Fresh talent nails Speech and Debate's fearless script
By Stephen Karam. Directed by Brian Cochrane. A Twenty Something Theatre production. At Studio 1398 on Thursday, October 3. Continues until October 12
Talk about wish fulfillment. As a young actor, you could hardly ask for a better showcase than Speech and Debate. And, as an audience member, you could hardly ask for better young actors than the three fresh talents in this Twenty Something production.
Stephen Karam’s script is hilariously inventive—and fearless. In the chat-room text exchange that starts the show, an 18-year-old asks an older guy why he’s attracted to youth. The man types: “Energy. Wonder. Optimism.” The kid replies, “Tight ass?” Then he recognizes his correspondent’s email address: it’s his high-school drama teacher’s.
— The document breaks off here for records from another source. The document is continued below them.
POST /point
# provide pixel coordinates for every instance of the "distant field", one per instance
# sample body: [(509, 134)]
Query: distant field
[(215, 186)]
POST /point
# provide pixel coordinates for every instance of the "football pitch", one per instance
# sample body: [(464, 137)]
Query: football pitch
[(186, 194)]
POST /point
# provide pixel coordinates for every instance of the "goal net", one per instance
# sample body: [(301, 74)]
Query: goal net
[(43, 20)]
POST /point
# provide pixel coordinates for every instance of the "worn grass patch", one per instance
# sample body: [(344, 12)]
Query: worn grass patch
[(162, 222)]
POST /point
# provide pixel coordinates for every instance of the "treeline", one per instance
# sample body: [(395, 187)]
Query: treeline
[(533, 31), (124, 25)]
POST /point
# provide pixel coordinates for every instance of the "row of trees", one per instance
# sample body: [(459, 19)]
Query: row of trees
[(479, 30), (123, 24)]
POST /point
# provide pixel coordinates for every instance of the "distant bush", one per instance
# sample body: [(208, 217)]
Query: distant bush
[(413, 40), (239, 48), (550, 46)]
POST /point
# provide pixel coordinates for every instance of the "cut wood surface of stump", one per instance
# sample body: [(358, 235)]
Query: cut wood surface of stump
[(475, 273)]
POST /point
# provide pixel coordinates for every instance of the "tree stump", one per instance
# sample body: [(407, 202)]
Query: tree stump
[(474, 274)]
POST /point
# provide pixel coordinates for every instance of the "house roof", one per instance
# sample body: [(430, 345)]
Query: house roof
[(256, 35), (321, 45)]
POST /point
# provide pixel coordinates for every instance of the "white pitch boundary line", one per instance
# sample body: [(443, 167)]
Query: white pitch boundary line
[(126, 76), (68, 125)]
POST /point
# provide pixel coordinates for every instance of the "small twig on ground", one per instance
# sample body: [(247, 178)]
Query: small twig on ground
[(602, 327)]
And we’re off to the races.
The youth, Howie, has recently moved to Salem, Oregon, from Portland and he’s feeling claustrophobic in the community of “liberal puritans”. When Diwata, a disaffected theatre student, posts on her blog that she has information about the teacher, Howie sends her his phone number. And Solomon, a wannabe journalist from the school newspaper, catches the scent.
All three are struggling with the chaos of sex, and they’re soon wrestling with secrets, honesty, and social responsibility. In a genius device, Karam gives Diwata a personal project: she’s working on a musical version of Arthur Miller’s The Crucible. Just wait for the musical exchange between one of The Crucible’s Pilgrim girls and the teenage—and homosexual—Abraham Lincoln. (The Puritan has learned to time-travel.) “If I hold it in, I’ll lose my bravery,” Lincoln sings. “If you hold it in, you’ll end slavery,” the pragmatic survivor counters.
Playing Diwata, Claire Hesselgrave is a firecracker. Performing comedy is all about commitment to weird logic and Hesselgrave is committed to Diwata’s logic like a pit bull is committed to hanging on. And Hesselgrave’s timing, her changes of direction, are so whip-fast, they feel like they could break your neck. It’s been a long time since I’ve seen such a thorough and charismatic comic performance. She’s amazing.
Scott Button (Howie) and Alex Rose (Solomon) are also excellent. Button has a little trouble with the singing, but his acting performance is spot-on in its mix of assurance, vulnerability, and wit. Rose brings depth and elegant deadpan humour to the play’s “straight man”.
Director Brian Cochrane cast these guys and shaped the show, so good for him.
The script goes on for several minutes after its natural ending, but what the hell. Speech and Debate is a smart circus of a good time.